Simon had an unhappy childhood and turned to alcohol at an early age. Following a court case and the breakdown of a relationship he found himself on the street and began taking drugs. He found a place on the detox Bridge Programme at Tŷ Gobaith and has since joined the lifehouse football team.
Simon said: “Playing football has built up my confidence. Getting on the pitch has been and still is a big challenge for me and I’m way out of my comfort zone but I feel good about myself when I’m playing. I forget about everything and I get some exercise and a sense of achievement. It’s an escape.
“My brain doesn’t produce serotonin – the chemical that makes you happy, because of the drugs I used to take and the drink, so football has helped me to rediscover my passion for life. It’s the best natural high ever and playing has been a big turning point for me.

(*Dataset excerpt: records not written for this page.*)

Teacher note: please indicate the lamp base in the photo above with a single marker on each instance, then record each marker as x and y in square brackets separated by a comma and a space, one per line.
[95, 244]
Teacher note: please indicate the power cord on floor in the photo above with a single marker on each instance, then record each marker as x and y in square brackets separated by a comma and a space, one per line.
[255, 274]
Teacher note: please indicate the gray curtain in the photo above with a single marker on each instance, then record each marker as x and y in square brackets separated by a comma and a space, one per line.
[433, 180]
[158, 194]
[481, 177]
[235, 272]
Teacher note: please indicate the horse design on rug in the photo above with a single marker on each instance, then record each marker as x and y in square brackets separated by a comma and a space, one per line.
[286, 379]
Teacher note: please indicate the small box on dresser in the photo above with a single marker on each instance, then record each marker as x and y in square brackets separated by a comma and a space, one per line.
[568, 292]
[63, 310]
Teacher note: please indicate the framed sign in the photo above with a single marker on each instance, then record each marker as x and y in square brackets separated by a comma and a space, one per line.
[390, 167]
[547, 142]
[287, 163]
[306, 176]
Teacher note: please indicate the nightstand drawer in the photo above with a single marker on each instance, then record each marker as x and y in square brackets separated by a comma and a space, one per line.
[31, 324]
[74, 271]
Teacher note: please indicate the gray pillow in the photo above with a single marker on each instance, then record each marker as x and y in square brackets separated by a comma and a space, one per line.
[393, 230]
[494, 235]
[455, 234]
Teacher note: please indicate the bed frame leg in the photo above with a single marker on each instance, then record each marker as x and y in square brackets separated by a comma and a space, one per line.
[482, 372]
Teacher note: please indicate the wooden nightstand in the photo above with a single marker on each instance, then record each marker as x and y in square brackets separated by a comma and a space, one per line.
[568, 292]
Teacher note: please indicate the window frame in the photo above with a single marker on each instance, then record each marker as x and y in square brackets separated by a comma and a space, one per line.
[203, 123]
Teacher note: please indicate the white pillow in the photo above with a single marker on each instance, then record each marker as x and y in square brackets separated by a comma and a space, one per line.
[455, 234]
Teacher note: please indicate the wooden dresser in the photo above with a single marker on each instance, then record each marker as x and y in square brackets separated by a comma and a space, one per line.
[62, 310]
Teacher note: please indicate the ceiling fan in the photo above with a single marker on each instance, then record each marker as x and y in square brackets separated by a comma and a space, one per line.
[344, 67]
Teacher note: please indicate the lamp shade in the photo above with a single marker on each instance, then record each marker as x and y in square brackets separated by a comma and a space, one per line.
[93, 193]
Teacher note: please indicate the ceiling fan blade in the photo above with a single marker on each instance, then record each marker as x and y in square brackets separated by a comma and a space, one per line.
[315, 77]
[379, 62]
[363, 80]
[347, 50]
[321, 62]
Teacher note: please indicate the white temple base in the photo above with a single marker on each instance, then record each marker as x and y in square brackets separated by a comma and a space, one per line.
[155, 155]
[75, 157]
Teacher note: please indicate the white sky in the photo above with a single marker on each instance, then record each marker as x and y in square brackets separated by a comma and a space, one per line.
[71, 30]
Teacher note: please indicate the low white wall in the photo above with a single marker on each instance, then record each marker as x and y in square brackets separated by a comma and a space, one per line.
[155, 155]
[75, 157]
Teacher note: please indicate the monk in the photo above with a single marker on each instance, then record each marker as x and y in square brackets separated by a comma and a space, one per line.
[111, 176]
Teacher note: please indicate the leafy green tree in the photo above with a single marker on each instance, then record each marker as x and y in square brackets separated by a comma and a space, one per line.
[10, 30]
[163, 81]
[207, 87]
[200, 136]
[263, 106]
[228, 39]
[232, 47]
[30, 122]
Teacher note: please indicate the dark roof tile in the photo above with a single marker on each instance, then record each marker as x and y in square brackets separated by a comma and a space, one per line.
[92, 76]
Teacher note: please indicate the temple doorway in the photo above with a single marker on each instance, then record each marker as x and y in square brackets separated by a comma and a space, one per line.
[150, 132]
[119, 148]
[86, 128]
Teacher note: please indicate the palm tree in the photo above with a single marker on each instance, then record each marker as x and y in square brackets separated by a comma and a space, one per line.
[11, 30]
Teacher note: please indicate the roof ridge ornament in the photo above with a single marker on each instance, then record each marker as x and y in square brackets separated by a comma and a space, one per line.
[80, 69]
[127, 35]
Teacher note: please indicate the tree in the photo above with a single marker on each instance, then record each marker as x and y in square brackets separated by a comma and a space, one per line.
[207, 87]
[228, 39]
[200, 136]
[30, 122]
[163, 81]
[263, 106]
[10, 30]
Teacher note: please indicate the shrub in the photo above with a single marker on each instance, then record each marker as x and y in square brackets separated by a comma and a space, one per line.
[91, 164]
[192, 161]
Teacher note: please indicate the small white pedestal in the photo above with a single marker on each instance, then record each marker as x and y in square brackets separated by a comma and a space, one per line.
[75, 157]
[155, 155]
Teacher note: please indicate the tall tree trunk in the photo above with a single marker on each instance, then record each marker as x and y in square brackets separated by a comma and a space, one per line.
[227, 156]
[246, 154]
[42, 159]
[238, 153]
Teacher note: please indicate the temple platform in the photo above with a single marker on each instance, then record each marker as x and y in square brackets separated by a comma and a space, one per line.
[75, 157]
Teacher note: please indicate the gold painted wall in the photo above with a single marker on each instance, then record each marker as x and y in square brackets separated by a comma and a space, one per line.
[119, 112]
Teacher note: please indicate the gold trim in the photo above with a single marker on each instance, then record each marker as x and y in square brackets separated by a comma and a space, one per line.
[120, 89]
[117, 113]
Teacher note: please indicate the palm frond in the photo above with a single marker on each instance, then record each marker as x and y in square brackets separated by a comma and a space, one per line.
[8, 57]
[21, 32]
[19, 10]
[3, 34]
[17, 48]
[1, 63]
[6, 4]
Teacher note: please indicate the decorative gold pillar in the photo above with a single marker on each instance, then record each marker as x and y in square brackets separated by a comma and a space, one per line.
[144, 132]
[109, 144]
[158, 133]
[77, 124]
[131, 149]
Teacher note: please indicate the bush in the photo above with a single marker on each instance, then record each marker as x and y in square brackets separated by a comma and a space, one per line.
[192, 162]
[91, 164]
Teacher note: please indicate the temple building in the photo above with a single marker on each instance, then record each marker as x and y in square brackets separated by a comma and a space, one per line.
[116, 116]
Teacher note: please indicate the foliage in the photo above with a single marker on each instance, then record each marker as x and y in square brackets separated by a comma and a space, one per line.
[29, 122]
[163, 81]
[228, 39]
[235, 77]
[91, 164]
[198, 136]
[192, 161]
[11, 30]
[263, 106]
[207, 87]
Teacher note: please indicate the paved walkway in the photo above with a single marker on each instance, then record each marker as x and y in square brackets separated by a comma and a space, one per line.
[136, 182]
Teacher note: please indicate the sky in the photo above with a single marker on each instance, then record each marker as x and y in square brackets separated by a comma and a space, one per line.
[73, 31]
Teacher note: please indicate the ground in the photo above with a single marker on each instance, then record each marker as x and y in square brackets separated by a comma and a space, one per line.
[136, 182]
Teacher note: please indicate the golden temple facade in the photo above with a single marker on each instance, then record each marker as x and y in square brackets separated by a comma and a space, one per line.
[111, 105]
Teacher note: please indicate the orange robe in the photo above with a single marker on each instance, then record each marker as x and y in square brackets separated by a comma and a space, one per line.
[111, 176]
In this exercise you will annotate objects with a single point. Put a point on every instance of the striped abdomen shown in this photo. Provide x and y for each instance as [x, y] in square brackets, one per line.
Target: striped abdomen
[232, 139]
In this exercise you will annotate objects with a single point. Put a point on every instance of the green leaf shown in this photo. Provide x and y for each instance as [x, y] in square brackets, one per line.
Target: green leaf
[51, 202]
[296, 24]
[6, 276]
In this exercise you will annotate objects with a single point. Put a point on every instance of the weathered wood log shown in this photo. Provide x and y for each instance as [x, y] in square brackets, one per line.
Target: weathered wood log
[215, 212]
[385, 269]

“I’m really looking forward to travelling to Manchester and taking part in the tournament. I’ve never had the chance to do anything like this before.”
Mikey is also on the Bridge Programme and has been living at Tŷ Gobaith for over a year.
“As a child, I was always playing rugby and football with my friends. I was a pretty good footballer and was meant to go for a trial with Man City but I couldn’t go in the end because it clashed with our holidays and Mam had paid £400 for us to go away.
“I ended up homeless last year when I lost my job, my relationship and my home – literally everything I had in the space of just one month. I was drinking as much as I could every day just to get me to sleep. I’d wake up and start drinking straight away and then I’d drink all day.
“I’ve now been sober for 10 months and I feel better than ever and I’m playing football again. Football stops me thinking about everything that worries me so I’m really looking forward to the Partnership Trophy and representing Tŷ Gobaith, they saved my life.”